I never made a comment on the arbitrariness, or lack thereof, regarding religion. I merely represented the fact that the reason coupled with compassion can be cruel and arbitrary itself. Therefore, I questioned how it can be "better barometer".
Because a more meaningful and non-arbitrary set of guiding morality can be developed. One that doesn't rely on Authority without justification. Perhaps in any one instance, it will not be a better barometer. Overall though, it has the potential to be much greater.
However, religious rules are only arbitrary if they are not true. Nothing of the kind can be said for reason coupled with compassion.
There are many non-arbitrary standards one could develop such a standard by.
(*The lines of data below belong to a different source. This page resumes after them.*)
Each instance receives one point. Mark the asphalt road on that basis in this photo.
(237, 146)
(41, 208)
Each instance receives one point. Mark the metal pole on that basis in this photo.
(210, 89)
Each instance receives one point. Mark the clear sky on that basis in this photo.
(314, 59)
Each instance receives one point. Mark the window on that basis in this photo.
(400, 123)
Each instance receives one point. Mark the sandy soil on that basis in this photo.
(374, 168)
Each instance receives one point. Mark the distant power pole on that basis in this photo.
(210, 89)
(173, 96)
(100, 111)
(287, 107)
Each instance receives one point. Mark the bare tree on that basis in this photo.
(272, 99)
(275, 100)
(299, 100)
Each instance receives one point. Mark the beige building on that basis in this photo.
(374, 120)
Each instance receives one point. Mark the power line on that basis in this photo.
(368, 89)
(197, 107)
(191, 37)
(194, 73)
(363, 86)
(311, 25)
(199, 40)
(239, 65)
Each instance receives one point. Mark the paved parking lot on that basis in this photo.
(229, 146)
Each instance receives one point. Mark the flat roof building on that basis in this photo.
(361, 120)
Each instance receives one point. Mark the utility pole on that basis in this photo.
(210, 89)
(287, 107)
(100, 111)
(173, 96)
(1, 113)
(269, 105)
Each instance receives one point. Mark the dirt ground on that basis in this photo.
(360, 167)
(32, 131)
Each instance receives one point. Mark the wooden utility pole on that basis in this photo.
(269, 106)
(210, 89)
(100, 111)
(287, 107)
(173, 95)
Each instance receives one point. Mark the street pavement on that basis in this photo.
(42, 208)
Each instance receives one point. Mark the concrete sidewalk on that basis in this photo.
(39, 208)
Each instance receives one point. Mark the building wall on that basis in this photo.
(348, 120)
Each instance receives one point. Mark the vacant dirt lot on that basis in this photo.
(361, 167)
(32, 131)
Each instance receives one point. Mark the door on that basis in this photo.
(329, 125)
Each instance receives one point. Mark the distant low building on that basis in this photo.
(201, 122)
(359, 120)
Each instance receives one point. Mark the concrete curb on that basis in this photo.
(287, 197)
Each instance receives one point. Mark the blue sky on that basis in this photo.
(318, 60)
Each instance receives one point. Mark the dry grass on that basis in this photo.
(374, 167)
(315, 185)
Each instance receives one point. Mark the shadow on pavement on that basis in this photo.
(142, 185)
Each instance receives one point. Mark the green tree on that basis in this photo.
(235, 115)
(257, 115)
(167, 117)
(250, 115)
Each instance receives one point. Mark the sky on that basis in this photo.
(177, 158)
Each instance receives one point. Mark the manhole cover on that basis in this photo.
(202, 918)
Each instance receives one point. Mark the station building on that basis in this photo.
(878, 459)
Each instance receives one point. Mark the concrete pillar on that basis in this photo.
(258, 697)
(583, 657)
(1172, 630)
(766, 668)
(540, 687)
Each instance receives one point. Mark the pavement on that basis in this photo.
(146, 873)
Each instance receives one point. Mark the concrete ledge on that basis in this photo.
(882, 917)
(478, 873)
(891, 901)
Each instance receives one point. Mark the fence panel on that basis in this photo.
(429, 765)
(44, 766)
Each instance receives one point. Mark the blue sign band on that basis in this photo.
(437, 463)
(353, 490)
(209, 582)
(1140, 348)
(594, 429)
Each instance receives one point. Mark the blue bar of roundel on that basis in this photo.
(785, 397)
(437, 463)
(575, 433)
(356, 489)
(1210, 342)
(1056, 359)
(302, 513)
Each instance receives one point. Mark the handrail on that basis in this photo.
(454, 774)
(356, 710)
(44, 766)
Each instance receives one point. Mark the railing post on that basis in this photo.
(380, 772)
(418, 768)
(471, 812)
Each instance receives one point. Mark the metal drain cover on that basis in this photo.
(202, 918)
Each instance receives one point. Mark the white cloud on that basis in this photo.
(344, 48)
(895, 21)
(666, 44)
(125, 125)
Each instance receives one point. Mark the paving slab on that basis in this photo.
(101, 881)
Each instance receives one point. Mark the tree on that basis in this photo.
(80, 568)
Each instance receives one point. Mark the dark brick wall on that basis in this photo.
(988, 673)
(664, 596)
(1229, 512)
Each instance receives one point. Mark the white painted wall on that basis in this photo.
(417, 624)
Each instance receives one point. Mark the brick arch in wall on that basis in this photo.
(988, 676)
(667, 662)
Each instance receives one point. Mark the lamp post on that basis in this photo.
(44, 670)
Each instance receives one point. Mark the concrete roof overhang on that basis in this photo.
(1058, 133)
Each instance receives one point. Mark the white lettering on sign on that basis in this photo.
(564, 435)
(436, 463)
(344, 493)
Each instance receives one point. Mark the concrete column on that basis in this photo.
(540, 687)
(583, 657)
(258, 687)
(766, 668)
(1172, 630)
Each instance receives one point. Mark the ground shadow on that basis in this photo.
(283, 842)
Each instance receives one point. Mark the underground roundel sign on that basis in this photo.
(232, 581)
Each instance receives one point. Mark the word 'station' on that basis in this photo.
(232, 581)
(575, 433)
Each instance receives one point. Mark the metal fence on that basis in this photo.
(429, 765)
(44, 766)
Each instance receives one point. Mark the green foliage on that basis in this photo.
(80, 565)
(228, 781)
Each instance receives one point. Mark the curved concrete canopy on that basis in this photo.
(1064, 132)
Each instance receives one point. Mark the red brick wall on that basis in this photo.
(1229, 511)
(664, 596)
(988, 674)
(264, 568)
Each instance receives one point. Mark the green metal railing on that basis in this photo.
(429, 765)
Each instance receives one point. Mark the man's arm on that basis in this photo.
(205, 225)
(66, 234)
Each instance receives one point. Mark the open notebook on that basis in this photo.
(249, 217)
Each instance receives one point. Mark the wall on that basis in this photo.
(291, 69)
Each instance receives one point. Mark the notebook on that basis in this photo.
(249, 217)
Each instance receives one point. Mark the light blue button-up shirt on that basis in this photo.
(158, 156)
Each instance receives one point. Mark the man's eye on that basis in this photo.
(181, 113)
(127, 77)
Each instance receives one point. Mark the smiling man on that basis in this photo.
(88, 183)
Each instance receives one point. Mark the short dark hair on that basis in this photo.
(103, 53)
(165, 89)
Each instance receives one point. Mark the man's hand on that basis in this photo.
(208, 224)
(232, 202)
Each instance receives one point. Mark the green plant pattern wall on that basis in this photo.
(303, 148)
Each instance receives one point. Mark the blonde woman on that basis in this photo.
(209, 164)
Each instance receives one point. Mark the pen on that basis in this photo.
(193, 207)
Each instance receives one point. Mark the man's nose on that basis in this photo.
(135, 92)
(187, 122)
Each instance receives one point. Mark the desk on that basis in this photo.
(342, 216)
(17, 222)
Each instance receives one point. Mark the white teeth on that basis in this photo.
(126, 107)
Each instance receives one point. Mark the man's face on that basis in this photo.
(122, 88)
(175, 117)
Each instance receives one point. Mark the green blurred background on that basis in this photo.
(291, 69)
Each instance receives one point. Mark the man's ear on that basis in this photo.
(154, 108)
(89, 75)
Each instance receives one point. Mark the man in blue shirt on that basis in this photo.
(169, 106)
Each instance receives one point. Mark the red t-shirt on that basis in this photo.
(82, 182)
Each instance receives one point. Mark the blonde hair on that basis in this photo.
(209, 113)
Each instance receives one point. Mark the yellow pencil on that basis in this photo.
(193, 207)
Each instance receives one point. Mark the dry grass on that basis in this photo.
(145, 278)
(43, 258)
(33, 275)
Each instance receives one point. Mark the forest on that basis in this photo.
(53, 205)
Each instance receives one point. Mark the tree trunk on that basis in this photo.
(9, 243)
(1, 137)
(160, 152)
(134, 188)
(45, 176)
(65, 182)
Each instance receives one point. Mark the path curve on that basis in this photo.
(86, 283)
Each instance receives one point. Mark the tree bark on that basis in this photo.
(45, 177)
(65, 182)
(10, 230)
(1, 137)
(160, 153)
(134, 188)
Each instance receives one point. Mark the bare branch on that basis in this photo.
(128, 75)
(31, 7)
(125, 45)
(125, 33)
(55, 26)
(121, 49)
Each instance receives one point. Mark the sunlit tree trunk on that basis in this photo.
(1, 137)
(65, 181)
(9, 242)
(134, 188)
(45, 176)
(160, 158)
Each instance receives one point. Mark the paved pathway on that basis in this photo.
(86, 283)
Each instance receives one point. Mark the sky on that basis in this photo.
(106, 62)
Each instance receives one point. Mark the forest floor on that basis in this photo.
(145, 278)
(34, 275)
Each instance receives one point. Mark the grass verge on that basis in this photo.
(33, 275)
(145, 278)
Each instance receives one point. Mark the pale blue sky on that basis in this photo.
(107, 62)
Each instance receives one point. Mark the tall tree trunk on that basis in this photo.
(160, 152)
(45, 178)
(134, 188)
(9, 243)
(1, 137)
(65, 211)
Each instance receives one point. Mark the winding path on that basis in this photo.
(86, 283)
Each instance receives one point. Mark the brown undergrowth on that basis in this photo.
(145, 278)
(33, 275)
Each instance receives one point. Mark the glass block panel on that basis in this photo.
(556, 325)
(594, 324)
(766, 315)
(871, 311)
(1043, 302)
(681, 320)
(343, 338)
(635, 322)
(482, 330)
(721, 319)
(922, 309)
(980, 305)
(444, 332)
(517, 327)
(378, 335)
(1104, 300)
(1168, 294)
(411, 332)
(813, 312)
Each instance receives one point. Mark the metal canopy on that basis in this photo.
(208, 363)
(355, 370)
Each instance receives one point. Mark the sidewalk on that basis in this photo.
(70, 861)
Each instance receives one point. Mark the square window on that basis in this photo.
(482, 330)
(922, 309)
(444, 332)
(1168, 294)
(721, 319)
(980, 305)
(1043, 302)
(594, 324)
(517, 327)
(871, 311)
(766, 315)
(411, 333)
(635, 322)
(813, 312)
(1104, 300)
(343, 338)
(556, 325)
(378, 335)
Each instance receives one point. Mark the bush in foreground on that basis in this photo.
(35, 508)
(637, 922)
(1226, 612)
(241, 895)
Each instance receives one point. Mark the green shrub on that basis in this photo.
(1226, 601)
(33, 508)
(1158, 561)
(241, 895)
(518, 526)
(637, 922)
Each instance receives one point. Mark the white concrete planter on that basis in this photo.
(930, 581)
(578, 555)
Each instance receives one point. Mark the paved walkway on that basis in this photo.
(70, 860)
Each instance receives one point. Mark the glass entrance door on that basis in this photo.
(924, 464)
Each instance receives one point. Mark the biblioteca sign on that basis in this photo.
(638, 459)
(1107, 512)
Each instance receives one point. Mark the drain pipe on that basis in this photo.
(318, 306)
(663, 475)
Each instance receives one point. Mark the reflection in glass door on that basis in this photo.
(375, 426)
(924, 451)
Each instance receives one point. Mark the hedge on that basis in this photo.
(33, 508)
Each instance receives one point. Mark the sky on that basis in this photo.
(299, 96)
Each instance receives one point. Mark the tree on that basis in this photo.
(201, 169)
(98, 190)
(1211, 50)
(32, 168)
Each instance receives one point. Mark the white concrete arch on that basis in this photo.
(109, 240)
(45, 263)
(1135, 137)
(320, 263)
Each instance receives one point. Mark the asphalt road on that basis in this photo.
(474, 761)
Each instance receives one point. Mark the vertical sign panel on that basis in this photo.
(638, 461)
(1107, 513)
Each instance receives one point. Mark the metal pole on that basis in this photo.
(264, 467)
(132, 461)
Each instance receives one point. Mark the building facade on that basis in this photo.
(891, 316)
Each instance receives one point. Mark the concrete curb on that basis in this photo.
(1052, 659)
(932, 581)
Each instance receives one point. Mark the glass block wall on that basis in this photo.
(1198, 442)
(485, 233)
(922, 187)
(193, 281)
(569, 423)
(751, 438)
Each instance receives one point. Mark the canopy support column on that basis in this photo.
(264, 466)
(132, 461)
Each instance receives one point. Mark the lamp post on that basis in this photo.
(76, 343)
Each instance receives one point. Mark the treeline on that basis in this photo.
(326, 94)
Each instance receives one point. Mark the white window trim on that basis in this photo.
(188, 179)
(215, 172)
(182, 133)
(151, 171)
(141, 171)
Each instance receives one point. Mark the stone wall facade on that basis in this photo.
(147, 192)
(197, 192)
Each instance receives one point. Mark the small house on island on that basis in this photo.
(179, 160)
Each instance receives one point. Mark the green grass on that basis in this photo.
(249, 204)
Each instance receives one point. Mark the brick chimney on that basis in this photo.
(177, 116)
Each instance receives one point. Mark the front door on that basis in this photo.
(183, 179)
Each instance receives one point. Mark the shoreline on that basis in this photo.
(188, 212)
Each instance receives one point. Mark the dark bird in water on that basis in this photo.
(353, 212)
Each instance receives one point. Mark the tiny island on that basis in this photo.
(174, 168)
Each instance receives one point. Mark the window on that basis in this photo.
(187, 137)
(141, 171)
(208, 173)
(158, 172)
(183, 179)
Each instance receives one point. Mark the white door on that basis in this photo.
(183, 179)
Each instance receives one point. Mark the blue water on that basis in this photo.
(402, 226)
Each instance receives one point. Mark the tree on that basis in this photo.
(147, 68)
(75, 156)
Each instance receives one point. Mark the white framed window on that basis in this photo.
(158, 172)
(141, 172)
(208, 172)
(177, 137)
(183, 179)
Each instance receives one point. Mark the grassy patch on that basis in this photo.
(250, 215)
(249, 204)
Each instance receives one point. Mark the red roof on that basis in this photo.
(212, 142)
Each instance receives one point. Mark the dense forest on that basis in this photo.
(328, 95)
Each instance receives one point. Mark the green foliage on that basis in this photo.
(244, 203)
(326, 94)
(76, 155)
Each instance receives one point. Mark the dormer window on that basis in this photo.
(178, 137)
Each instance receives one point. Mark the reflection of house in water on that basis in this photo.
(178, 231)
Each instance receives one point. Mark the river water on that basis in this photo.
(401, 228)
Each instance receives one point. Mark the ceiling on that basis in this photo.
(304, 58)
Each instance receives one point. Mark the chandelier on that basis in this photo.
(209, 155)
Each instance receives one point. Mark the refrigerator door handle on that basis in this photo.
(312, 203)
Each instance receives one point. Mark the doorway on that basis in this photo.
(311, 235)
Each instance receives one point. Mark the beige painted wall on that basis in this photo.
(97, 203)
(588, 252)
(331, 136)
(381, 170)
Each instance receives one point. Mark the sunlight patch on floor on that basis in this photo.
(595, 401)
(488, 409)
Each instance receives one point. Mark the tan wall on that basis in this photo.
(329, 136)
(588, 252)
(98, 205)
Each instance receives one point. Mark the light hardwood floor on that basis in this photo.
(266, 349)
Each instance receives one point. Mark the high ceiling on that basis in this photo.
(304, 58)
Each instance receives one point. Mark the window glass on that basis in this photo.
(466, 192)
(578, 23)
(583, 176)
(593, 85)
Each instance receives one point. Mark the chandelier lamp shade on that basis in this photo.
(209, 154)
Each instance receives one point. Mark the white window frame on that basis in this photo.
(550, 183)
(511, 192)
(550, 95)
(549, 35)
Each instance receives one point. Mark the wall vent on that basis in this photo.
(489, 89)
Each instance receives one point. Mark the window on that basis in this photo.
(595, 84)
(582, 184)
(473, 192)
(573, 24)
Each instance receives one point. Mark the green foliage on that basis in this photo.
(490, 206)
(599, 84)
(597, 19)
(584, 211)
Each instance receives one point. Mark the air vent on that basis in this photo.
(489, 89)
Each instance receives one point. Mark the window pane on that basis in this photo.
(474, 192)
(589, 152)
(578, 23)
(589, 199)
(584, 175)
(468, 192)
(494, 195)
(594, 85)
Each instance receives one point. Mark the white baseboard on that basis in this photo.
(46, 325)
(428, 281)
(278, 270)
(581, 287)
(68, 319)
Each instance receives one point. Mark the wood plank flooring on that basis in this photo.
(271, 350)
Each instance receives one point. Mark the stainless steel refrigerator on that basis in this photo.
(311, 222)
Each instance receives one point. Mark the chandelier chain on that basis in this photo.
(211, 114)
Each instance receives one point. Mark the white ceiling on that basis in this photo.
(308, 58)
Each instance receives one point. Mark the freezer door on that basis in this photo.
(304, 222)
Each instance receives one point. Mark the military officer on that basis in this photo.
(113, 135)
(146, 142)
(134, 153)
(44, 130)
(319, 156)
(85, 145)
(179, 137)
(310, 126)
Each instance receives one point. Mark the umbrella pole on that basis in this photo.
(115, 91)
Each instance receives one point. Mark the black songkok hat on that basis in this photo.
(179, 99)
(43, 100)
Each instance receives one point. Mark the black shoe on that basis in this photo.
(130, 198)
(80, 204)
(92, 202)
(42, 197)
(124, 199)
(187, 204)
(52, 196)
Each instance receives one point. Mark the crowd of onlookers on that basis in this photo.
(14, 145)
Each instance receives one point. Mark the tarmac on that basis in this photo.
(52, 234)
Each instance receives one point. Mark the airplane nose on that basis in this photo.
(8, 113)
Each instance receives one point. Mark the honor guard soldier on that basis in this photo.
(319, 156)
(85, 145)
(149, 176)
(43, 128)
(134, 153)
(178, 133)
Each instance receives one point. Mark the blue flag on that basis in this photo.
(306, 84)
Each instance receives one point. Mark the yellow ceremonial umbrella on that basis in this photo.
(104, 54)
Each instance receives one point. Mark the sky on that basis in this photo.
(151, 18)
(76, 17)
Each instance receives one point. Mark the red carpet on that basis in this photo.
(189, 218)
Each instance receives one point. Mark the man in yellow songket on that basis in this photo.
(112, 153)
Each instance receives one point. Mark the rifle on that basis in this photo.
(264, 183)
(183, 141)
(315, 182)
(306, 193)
Utilitarianism, for instance. Of course, I suppose you could claim a desire to avoid harm, or to produce the greatest good is in itself arbitrary, but given the clear preferences of billions of people and the overwhelming evidence that pain, happiness, fear and the like are all real, it basically becomes solipsism.
For instance, Christianity answered the fact that God (of the Bible) loves all mankind, therefore that question is answered.
That answers nothing. God's love has nothing to do with whether his love as a moral good or moral guide is based on his own subjective desires, or if love is good independent of God's desires.
Not all religions have gods, therefore this question would be irrelevant.
All religions offer proscriptions on behavior, and a claim as to what is moral behavior. If those religions use the supernatural as an explanation for this morality, then the question is valid. If those religions do not use the supernatural as an explanation for anything, then they probably aren't religions.
This poses an interesting question, but ultimately irrelevant to our discussion.
If god is the ultimate creator of the existence and all that it entails, and nothing exist but by it's will, then god has the right to make up such rules as he sees fit. Just like your job, you can choose not to obey the rules of the gods in terms of morallity, but then you suffer the consequences.
So certain behaviors are moral because and only because God will punish you if you do not obey? What does morality even mean in such a context? If certain Bibles are to be believed, God once commanded Abraham to kill his son in God's honor. Murder thus becomes moral because God says so? Genocide of the Canaanites becomes moral because God says so? Wholesale rape of the Canaanite women becomes moral because God says so?
If so, then all of us here are more moral than God.
This is exactly what Socrates was getting at. Arbitrary desires are one answer to the question, and not a very satisfying one.